Kingdom Kampala

When I first arrived in Kampala I was enamored with Africa. Maybe it was because I was still loopy from all the benadryl that I had to take on the KLM flight that insisted on serving almonds (I am allergic), maybe it was because I was glad to step on any ground after 27 hours of flying or maybe it was because I just liked how warm it was here. But more than anything I think it was the smell of Uganda. Chase told me that it was going to smell different here. When I asked him what it would smell like he said “sweat,” which certainly isn’t far off. Uganda smell like a mix of campfire smoke, roasting meat and sweet sweat that hangs in the humidity. I love it.

After my initial fascination wore off I began to realize that I was seeing the same scene over and over. The same child standing alone by a dumpster or playing with a waterbottle. The same mother selling clothes or washing clothes of hanging clothes out to dry. The same man pushing a bundle of sticks or wood or a bag of sand on the seat of his bike. The same small house with a metal roof. The same red dirt and green palm tree. Everywhere. Uganda, despite an undeniable life, does not change.

After I caught on to this congruency I noticed a sign. It was in downtown Kampala somewhat near the Simba Casino. It said “Kingdom Kampala: a work in Progress.” I wish that I would have gotten a picture of the sign, but I didn’t have my camera out and we were in the bus. It was painted on a green sheet metal wall in large letters. To me, progress implies change, movement forward and steps in a new direction. But more than anything, progress implies that the new habits, outweigh the old. But, Uganda is both being built and falling apart.
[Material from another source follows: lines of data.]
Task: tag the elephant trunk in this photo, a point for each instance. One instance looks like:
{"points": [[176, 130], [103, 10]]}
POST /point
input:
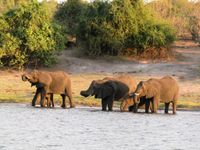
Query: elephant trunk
{"points": [[84, 93], [89, 91], [25, 77]]}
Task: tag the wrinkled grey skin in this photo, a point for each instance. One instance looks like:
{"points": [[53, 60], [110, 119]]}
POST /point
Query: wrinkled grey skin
{"points": [[107, 91], [40, 91]]}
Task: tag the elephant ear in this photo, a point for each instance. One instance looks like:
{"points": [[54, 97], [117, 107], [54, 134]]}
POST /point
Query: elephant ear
{"points": [[42, 77], [108, 89], [151, 90]]}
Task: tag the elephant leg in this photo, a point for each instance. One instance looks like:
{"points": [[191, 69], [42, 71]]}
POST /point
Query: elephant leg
{"points": [[51, 98], [43, 97], [166, 107], [104, 104], [48, 100], [63, 101], [147, 104], [130, 108], [110, 104], [72, 105], [38, 91], [174, 107], [154, 105], [135, 108]]}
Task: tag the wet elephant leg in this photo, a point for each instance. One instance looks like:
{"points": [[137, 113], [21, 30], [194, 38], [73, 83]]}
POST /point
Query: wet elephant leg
{"points": [[110, 104], [147, 104], [51, 98], [166, 107], [130, 108], [174, 107], [38, 91], [63, 101], [104, 104], [154, 105], [43, 97], [72, 105], [135, 108]]}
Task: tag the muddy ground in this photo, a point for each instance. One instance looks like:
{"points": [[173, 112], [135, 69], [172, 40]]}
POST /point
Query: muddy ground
{"points": [[185, 69]]}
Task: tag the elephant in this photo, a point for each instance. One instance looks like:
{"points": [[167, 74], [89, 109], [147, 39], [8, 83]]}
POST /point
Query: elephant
{"points": [[40, 91], [110, 89], [143, 101], [57, 82], [164, 90]]}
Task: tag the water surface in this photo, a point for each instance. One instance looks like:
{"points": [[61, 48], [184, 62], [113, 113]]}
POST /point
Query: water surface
{"points": [[88, 128]]}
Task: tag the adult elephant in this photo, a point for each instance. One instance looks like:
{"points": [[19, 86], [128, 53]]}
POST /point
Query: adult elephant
{"points": [[164, 90], [53, 82], [110, 89]]}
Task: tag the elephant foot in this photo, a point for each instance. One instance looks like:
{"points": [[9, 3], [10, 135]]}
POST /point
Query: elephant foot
{"points": [[72, 106], [64, 107], [174, 113]]}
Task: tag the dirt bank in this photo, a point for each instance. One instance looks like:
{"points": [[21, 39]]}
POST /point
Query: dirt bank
{"points": [[185, 69]]}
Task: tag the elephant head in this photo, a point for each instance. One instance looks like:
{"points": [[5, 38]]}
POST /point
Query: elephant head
{"points": [[90, 90], [103, 90], [99, 89], [31, 77]]}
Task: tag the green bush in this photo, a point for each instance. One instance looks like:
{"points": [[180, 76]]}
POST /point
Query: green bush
{"points": [[28, 35], [110, 28]]}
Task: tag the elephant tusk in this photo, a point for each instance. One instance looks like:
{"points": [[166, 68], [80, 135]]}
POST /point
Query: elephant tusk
{"points": [[137, 94]]}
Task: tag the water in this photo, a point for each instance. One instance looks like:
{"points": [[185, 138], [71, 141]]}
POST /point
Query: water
{"points": [[88, 128]]}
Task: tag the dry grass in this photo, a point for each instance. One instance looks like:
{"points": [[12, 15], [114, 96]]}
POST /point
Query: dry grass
{"points": [[13, 89]]}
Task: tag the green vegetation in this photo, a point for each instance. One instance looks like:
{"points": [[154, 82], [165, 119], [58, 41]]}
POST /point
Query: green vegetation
{"points": [[182, 14], [110, 28], [28, 35], [32, 32]]}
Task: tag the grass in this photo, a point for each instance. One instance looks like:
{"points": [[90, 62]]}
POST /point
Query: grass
{"points": [[14, 90]]}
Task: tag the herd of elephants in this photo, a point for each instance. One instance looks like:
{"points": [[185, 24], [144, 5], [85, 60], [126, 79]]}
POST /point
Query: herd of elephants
{"points": [[122, 87]]}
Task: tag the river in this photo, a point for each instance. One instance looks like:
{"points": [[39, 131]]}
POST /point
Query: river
{"points": [[23, 127]]}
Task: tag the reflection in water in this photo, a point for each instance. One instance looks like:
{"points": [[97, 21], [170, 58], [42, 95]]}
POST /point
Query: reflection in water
{"points": [[85, 128]]}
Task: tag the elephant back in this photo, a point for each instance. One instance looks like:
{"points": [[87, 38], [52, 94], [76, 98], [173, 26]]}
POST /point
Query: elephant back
{"points": [[169, 89], [60, 82], [128, 80]]}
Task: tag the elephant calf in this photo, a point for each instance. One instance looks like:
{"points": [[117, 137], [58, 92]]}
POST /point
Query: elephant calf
{"points": [[53, 83], [110, 89], [40, 91], [164, 90]]}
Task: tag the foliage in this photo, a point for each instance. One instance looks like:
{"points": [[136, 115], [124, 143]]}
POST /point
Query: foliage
{"points": [[112, 27], [28, 35], [69, 13], [182, 14]]}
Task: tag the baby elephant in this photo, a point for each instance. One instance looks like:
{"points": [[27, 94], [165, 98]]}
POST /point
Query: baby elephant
{"points": [[164, 90], [107, 91], [40, 92]]}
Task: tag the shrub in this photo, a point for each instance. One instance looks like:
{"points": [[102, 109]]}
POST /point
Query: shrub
{"points": [[110, 28], [28, 36]]}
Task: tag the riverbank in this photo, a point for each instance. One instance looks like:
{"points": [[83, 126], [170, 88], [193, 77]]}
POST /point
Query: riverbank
{"points": [[14, 90]]}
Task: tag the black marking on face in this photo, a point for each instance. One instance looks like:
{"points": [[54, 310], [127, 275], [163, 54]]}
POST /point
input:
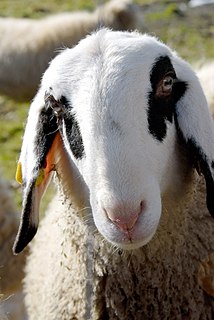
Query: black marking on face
{"points": [[166, 91], [27, 229], [200, 161], [72, 130]]}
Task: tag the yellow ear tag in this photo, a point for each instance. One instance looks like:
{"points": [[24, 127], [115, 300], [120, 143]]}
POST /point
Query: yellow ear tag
{"points": [[19, 173], [40, 177]]}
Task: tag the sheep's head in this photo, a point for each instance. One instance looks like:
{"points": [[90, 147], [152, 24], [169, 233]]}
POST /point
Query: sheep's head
{"points": [[120, 103]]}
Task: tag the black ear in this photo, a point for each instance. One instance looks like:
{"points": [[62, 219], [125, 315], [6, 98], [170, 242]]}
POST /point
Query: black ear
{"points": [[36, 164], [195, 126]]}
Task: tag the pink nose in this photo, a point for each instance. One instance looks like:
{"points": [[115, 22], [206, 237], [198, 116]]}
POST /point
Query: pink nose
{"points": [[123, 217]]}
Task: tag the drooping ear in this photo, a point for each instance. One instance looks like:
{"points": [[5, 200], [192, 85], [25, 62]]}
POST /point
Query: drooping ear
{"points": [[36, 164], [196, 127]]}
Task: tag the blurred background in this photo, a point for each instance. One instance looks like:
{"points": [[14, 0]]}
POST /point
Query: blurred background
{"points": [[187, 26]]}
There are buildings that are under construction that eerily (as Patrick pointed out) might never be finished. (Yesterday I saw a crane with weeds growing on it). And there are buildings falling apart that eerily, might never be saved. I guess the question for Kampala is: does the construction and growth outweigh the number of things that fall apart? Does the new outweigh the old?

5 thoughts on “Kingdom Kampala

  1. This post really made me think, and I loved the line “Uganda, despite an undeniable life, does not change.”
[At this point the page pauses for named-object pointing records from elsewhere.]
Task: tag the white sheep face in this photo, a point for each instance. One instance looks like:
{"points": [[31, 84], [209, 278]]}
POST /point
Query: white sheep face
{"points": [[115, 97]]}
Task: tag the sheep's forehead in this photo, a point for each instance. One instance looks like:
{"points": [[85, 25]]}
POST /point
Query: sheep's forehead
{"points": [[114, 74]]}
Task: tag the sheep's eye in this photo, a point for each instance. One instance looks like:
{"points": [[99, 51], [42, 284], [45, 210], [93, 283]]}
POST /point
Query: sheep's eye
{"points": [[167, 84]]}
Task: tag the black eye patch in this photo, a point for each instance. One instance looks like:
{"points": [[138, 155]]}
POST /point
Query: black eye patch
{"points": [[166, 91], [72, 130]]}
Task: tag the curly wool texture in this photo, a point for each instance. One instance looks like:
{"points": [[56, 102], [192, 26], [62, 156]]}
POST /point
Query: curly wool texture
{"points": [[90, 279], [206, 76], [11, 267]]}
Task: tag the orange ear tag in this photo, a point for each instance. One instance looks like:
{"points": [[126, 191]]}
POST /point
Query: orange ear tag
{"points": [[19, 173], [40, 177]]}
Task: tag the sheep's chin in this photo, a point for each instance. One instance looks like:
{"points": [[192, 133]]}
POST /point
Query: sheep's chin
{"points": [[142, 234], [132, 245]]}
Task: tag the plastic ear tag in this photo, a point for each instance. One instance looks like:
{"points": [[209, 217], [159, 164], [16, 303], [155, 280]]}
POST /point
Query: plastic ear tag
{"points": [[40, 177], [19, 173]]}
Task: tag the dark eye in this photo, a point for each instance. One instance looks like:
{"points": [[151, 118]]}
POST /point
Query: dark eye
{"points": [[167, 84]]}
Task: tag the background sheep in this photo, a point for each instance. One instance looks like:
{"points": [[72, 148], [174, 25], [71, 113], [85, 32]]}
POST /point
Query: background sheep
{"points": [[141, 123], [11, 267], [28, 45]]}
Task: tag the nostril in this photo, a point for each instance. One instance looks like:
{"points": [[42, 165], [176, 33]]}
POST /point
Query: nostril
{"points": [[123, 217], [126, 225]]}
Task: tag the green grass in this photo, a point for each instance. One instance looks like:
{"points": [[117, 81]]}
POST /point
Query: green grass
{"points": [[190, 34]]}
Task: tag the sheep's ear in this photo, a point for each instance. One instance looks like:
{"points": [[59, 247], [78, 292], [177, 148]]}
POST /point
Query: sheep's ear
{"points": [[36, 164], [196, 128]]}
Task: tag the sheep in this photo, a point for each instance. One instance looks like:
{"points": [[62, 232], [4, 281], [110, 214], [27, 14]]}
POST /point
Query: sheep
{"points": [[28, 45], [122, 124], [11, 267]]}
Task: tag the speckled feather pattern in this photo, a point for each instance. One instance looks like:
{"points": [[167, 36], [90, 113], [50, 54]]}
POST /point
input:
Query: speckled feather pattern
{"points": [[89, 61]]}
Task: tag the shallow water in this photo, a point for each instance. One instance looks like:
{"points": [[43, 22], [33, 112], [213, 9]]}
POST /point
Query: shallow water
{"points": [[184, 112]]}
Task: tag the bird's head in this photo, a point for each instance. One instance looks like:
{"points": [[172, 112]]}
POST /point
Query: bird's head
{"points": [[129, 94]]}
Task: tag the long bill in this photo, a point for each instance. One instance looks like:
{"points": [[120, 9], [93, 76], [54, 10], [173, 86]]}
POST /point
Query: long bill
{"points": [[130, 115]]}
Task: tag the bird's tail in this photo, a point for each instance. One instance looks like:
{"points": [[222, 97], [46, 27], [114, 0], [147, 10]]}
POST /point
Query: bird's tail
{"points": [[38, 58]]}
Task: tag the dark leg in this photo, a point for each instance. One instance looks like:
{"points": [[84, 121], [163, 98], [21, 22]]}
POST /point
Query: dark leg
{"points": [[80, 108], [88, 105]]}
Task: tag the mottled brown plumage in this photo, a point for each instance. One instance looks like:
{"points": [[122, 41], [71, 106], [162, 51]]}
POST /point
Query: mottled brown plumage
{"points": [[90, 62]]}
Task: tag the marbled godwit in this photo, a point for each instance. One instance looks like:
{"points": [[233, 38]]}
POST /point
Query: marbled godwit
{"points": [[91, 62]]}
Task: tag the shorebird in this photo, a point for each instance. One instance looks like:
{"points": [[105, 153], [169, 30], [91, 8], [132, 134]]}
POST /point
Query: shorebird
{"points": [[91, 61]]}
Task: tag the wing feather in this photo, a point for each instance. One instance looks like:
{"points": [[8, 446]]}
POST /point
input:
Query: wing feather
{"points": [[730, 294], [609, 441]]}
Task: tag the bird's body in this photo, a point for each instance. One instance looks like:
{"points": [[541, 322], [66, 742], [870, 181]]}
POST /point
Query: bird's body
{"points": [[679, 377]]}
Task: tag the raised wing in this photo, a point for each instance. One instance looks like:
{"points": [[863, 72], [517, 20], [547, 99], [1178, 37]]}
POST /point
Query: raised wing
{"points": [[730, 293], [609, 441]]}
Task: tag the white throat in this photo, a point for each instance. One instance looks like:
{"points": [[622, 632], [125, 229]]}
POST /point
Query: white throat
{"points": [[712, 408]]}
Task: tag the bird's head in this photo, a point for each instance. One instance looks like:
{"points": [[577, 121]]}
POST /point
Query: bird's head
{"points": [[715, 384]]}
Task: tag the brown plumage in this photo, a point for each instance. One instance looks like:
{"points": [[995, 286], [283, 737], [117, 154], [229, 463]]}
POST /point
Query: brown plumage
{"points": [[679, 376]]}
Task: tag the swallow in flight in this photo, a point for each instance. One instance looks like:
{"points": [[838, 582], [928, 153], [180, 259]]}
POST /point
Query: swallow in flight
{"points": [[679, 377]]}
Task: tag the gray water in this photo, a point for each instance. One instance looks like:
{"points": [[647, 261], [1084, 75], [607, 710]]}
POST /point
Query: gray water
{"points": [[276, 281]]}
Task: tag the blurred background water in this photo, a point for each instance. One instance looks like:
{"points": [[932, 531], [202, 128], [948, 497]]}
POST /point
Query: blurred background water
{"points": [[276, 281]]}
    I’m excited to read your posts, especially when you spend time out of the city.

  2. Alison, you are such a descriptive writer, thanks for painting a picture of your arrival :)! Keep writing! Stay healthy…darn airlines!

  3. Alison,
    Wow..I got a vivid mental picture of Uganada from reading your detailed description! Looking forward to following you on this journey..Take care..Uncle Mark

  4. Hi Alison, I’m Michelle and I went on the trip last year. I’ll be stalking all of your posts primarily because I would give anything to be in your position! I remember the smell too. You will never forget it. Your post made me think a lot. In my head, it’s still Kingdom Kampala, even if it doesn’t change. I look forward to reading more as you head north! My thoughts are with all of you!

  5. “Uganda is both being built and falling apart.” Awesome, awesome, awesome. Kind of can be applied to the current state of the world, no? This is such a great post.